12. The computing system of claim 8, wherein the suitable combined outputs are one set of a plurality of inputs for the further model, the sets of inputs each being ranked based on different criteria.

13. The computing system of claim 8, wherein automatically determining suitability of the combined outputs as inputs for the further model is further based on further data in addition to the combined confidence metrics.

14. The computing system of claim 13, wherein the further data includes an external metric measured based on data sources used, machine learning models employed, and/or feature sets analyzed.

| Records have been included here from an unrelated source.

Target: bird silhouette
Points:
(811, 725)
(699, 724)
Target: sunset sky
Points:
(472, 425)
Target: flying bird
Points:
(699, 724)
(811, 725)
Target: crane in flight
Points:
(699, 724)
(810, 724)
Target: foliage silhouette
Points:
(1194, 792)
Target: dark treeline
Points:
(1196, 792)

15. One or more non-transitory computer readable media having instructions stored thereon for performing a method, the method comprising:

maintaining a computing system configured to process a plurality of intermediate outputs from machine learning models to generate combined outputs, the intermediate outputs having corresponding confidence metrics;

automatically determining a combined confidence metric that reflects a probability that the combined outputs are accurate;

automatically determining, using the combined confidence metrics, suitability of the combined outputs as inputs for a further model; and

causing, based on the determined suitability of the combined outputs, the suitable combined outputs to be used as inputs for the further model.

16. The one or more non-transitory computer readable media of claim 15, wherein automatically determining suitability of the combined outputs as inputs for the further model comprises using a weighted ranking system, wherein weights are assigned to the combined outputs based on specific requirements of the further model.

17. The one or more non-transitory computer readable media of claim 15, wherein automatically determining suitability of the combined outputs as inputs for the further model comprises dynamically adjusting a threshold for suitability of the combined outputs based on substantially real-time performance metrics of the further model.

18. The one or more non-transitory computer readable media of claim 17, wherein dynamically adjusting a threshold for suitability of the combined output based on substantially real-time performance metrics of the further model comprises applying feedback loops where the performance of the further model on inputs from the suitable combined outputs is monitored, and ranking criteria are adjusted to optimize this performance.

19. The one or more non-transitory computer readable media of claim 15, wherein the suitable combined outputs are one set of a plurality of inputs for the further model, the sets of inputs each being ranked based on different criteria.

20. The one or more non-transitory computer readable media of claim 15, wherein automatically determining suitability of the combined outputs as inputs for the further model is further based on further data in addition to the combined confidence metrics.